Sur place, nous terminons avec un gâteau banane maison, pas trop sucré, et qui évite d’être compact et laisser la sensation d’avaler un parpaing après le boucané. C’est bon, mais une présentation à l’assiette avec une boule de glace, de la chantilly, du chocolat fondu et/ou un fruit serait un plus apprécié, quitte à ajouter 2 ou 3 euros au tarif.

Nous repartons après avoir réglé une note de 24€ pour trois plats dont deux à emporter, une boisson et un dessert. Le rapport qualité-prix est très bon.

Les « majors » de Saint-André ayant tous été visités, nous désespérions d’y trouver un établissement qui puisse soutenir la comparaison. Les nombreux petits restaurants, snack et point de vente à emporter sont en effet de qualité très inégale, et frisent la plupart du temps le très moyen. Ce n’est pas le cas du Law Shun auquel il ne manque pas grand chose pour atteindre le niveau supérieur, celui qui va déplacer les foules depuis loin. La cuisine est simple et bonne, si tous les plats ressemblent à ceux que nous avons testé. Le chef connaît visiblement son affaire. Une assiette de crudités pour accompagner le plat (et qui pourrait servir d’entrée), des desserts plus variés et travaillés, des nappes ou des sets de table (même en papier), avec des couverts, quelques plantes vertes, un peu plus de déco, autant d’éléments qui inciteraient davantage la clientèle à rester sur place. Pour l’heure, le Law Shun a de bonnes chances d’entrer dans le prochain « guide jaune ».

Zarboutan ? De quoi ?

Deux restaurants créoles de Sainte-Marie figurent dans le guide jaune 2022, mais cette commune en abrite bien plus, surtout des petites structures, à la qualité inégale et inconstante. Aujourd’hui nous visitons officiellement Le Zarboutan, qui n’est pas spécialement petit, après plusieurs passages tout au long de l’année qui nous avaient donné l’espoir de le voir rejoindre ses deux confrères dans le guide l’année prochaine. Eh bien c’est pas gagné.

Le Zarboutan est planté au bord de la traversante principale de la zone de La Mare, et bénéficie de l’ombrage des arbres et d’un vaste parking à l’arrière qui permet d’éviter de chercher de la place jusqu’à ce que mort s’ensuive.
70 couverts sous chapiteaux, des tables hautes et basses, globalement propres si on n’y regarde pas de trop près (la nôtre affiche une vieille tache de café), plus un local équipé d’une vitrine où les clients choisissent leurs plats en mode buffet à volonté.
Le menu du jour comprend, outre les entrées, un massalé cabri, un cari la patte cochon, un rougail saucisses fumées poulet, un sauté de courgettes, un cari bichiques (importés), des grillades. L’accueil est poli, et le service efficace.

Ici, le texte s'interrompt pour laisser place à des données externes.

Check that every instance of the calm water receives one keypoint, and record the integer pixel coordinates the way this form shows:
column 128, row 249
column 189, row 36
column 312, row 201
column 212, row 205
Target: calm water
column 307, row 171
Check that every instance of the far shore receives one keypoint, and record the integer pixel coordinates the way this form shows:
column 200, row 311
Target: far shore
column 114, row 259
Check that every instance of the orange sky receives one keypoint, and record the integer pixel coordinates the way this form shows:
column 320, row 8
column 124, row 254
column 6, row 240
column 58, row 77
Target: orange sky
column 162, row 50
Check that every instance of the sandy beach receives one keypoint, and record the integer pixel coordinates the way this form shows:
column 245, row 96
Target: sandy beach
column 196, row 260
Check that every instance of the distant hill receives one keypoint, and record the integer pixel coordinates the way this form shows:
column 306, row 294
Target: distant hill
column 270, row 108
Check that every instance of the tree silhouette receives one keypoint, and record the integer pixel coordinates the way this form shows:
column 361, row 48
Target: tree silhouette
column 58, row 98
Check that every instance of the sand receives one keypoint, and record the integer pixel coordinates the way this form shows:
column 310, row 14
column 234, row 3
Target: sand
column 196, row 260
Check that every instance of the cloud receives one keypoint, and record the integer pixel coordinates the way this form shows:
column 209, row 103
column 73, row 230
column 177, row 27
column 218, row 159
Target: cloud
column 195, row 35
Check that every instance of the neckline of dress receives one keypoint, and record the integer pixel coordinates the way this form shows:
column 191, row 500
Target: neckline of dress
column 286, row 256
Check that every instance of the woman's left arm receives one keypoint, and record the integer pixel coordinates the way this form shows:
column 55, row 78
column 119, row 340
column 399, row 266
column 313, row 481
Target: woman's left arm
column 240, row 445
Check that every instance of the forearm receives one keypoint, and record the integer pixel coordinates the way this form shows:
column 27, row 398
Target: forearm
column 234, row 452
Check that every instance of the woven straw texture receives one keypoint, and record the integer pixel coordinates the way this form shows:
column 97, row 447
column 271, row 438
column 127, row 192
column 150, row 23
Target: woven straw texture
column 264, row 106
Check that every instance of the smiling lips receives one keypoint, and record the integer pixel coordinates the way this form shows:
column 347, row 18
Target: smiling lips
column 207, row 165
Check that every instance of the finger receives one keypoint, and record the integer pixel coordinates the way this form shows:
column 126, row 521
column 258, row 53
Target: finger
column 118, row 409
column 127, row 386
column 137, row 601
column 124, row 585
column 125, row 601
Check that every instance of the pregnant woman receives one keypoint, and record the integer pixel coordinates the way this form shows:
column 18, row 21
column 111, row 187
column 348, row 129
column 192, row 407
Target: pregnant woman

En entrées nous demandons des œufs mimosa, des petits sandwichs Dakatine, quelques feuilles de salades variées, et de la charcuterie. Les œufs sont assez bons, bien que salés plus que de raison. L’idée des sandwichs, des petits pains viennois, est à saluer. Le rougail Dakatine est standard, fort probablement industriel, avec un piment léger. Les feuilles de salades sont fraîches et croquantes.

Nous refaisons la queue pour les plats cette fois et entamons le cabri massalé. La viande est bien cuite et très moelleuse, mais le goût général est éteint. C’est du massalé pour palais zoreil fragile, si fait exprès, ou plus sûrement un plat fait à l’étouffée, sans roussi, avec une poudre éventée. Les quelques feuilles de caloupilé peinent à donner au plat un semblant de relief gustatif. C’est frustrant pour les amateurs de massalé. Il ne manque pourtant pas grand-chose pour qu’il sorte la tête de cette déprime.

Le rougail saucisses est un tas de sel. Ce qui est dommage car les saucisses sont assez bonnes, quoiqu’un peu grasses, signe d’un pedigree bas de gamme. En fait, la sauce est salée aussi, le cuisinier ne s’est peut-être pas contenté d’exploiter le sel de la charcuterie et en a rajouté. Certaines personnes aiment ça, sans doute.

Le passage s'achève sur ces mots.